We have a cluster with a high number of pending tasks. An example below
{
"insert_order" : 17373233,
"priority" : "NORMAL",
"source" : "indices_store ([[logstash-CUSTOMER-PRODUCT-2016.03.18][2]] active fully on other nodes)",
"executing" : false,
"time_in_queue_millis" : 1209415567,
"time_in_queue" : "13.9d"
},
When we did the following query curl -XGET 'http://localhost:9200/_cluster/pending_tasks?pretty=true' > pending_tasks.json
, we got back about 251 MB of data!!
total 515160
drwxr-xr-x 5 vasu staff 170B Apr 26 13:39 .
drwxr-xr-x 7 vasu staff 238B Apr 26 13:34 ..
-rw-r--r-- 1 vasu staff 77K Apr 26 13:38 nodes.json
-rw-r--r-- 1 vasu staff 5.9K Apr 26 13:39 nodes_abbreviated.json
-rw-r--r-- 1 vasu staff 251M Apr 26 13:37 pending_tasks.json
According to the API docs, these should be generally ZERO and in "rare cases" when master is the bottleneck, it can be high - but only for a few thousand milliseconds. We are seeing DAYS for these values.
There is obviously something wrong (perhaps). Any suggestions on how to go about understanding what is actually wrong? Almost all the tasks are of the same form as above "indices_store .... everything is normal..blah".
A few days ago, our masters started having problems and were falling over. That has since been mitigated. These are perhaps old pending tasks that never got deleted? (our current best guess)
Our ES Version is 2.1.2, and the rest of the information is below.

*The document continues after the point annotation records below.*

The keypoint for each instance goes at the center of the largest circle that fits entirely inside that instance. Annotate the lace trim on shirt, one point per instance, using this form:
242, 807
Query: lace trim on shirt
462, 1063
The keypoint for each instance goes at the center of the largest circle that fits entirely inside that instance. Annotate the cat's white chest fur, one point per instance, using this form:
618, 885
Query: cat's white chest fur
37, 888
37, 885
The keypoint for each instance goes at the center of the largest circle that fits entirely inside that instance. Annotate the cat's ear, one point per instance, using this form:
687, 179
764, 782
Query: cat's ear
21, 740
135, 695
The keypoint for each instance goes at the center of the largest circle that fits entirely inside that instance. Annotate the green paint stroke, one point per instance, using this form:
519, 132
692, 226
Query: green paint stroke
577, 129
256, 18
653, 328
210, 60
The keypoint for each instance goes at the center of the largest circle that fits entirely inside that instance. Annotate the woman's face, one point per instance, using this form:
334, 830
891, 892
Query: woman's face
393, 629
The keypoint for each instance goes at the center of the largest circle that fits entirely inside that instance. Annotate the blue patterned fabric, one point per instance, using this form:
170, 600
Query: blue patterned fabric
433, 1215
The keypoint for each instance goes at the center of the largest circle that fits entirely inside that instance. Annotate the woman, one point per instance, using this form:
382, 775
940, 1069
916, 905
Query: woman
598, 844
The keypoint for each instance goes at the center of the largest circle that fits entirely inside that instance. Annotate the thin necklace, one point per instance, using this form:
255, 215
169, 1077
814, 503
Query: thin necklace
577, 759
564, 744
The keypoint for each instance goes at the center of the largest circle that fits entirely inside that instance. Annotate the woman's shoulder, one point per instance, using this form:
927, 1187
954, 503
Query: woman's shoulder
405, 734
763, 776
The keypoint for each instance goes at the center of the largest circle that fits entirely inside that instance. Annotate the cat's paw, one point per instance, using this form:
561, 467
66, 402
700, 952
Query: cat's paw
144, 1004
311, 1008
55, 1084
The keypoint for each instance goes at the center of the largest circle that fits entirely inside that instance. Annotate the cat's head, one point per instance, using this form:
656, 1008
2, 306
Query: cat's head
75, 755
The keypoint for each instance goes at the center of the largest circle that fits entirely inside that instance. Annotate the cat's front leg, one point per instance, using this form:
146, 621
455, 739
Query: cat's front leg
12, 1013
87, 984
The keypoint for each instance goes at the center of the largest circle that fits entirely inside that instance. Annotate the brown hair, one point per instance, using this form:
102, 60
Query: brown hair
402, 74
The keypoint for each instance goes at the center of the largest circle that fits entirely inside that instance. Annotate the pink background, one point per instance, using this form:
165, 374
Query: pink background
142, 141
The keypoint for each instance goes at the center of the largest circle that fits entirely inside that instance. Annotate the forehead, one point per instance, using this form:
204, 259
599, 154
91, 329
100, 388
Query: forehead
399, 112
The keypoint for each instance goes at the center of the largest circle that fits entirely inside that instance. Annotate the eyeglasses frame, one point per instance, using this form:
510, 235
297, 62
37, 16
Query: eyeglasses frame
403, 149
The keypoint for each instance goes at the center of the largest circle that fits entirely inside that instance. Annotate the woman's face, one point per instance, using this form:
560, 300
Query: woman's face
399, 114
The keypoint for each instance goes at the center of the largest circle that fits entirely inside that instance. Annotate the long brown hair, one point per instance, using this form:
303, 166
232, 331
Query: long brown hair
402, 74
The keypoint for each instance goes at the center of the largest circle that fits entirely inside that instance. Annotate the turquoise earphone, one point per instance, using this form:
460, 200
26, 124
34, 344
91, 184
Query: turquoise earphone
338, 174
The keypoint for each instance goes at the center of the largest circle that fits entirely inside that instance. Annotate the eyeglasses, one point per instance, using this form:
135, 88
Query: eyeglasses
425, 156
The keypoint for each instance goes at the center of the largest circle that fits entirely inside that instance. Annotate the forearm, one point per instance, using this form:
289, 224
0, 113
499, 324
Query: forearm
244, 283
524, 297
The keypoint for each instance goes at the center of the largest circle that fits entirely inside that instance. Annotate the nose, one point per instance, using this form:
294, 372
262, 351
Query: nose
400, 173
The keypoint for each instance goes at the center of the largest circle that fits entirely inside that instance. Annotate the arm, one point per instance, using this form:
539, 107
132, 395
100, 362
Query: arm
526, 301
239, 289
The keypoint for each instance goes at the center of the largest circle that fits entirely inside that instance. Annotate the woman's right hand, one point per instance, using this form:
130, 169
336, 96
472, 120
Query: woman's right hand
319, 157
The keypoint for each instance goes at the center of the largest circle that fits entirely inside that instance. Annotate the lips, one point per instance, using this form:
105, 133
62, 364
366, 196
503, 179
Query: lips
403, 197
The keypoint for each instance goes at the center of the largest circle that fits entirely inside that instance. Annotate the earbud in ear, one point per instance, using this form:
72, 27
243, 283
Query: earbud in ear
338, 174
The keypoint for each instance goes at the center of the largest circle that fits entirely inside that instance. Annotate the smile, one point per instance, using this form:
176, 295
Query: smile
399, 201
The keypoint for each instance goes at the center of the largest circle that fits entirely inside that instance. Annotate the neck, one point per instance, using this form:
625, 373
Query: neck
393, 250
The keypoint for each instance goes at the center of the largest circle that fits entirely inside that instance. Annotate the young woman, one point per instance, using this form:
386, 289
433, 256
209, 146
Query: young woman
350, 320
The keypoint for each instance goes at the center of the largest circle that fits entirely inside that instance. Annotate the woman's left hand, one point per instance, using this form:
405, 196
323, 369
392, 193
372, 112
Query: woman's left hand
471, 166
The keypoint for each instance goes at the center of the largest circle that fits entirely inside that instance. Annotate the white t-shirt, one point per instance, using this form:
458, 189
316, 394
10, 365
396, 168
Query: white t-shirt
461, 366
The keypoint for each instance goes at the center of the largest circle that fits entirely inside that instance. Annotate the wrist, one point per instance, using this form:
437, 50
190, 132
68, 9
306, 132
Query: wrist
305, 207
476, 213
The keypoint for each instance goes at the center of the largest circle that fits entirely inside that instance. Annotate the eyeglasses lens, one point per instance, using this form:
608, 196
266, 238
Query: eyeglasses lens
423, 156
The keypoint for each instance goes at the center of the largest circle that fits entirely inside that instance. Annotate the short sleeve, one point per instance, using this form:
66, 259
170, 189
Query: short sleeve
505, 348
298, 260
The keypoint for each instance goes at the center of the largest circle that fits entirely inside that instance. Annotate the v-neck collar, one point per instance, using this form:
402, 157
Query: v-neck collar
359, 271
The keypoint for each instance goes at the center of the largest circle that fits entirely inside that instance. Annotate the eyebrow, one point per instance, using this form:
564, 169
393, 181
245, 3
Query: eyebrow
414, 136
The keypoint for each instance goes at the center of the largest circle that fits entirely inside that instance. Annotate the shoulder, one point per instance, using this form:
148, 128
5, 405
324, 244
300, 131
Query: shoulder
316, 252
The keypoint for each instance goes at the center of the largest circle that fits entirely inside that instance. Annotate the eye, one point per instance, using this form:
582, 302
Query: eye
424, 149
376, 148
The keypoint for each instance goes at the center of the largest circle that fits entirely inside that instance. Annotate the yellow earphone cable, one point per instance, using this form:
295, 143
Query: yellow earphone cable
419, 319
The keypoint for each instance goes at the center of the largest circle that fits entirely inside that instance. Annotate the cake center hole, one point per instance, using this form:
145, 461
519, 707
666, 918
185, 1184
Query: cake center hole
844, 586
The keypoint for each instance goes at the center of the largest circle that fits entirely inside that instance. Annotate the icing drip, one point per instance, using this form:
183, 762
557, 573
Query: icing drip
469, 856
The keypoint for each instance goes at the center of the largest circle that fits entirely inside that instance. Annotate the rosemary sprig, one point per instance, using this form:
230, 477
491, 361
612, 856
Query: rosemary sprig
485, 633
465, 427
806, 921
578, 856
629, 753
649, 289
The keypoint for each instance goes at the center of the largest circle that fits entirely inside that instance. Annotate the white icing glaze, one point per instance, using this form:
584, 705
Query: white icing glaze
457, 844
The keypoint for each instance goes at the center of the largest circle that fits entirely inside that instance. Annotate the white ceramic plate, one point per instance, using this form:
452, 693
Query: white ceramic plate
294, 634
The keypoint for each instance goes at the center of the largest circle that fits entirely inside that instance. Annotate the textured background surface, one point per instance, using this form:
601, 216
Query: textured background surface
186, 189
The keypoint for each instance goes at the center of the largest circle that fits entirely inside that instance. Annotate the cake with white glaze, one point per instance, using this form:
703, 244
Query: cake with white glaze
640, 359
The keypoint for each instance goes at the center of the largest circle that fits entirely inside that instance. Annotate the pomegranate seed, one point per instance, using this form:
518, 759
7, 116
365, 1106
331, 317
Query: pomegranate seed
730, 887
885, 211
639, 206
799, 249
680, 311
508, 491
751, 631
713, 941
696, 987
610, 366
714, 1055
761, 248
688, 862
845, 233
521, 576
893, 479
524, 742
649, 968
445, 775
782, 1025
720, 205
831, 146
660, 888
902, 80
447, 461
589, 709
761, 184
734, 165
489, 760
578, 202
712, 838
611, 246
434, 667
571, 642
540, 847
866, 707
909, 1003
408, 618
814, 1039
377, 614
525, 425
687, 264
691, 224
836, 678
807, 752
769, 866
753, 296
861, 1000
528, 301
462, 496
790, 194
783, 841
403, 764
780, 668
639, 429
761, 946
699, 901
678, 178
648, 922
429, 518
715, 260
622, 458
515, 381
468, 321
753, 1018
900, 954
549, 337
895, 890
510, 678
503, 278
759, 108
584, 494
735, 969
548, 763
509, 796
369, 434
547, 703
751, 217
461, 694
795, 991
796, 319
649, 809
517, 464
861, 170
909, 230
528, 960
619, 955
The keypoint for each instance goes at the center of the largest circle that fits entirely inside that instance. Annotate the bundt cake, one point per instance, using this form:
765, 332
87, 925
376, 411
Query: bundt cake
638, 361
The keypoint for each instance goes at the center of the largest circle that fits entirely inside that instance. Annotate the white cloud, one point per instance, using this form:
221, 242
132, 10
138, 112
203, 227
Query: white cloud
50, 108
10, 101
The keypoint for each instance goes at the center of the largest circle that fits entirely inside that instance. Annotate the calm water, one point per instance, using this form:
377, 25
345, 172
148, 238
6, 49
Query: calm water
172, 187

ec2-user@Elasticsearch:~> curl -XGET 'http://localhost:9200/_cluster/health?pretty=true'
{
"cluster_name" : "Elasticsearch",
"status" : "green",
"timed_out" : false,
"number_of_nodes" : 12,
"number_of_data_nodes" : 9,
"active_primary_shards" : 5023,
"active_shards" : 10046,
"relocating_shards" : 2,
"initializing_shards" : 0,
"unassigned_shards" : 0,
"delayed_unassigned_shards" : 0,
"number_of_pending_tasks" : 1165671,
"number_of_in_flight_fetch" : 0,
"task_max_waiting_in_queue_millis" : 1504202,
"active_shards_percent_as_number" : 100.0
}
Thanks!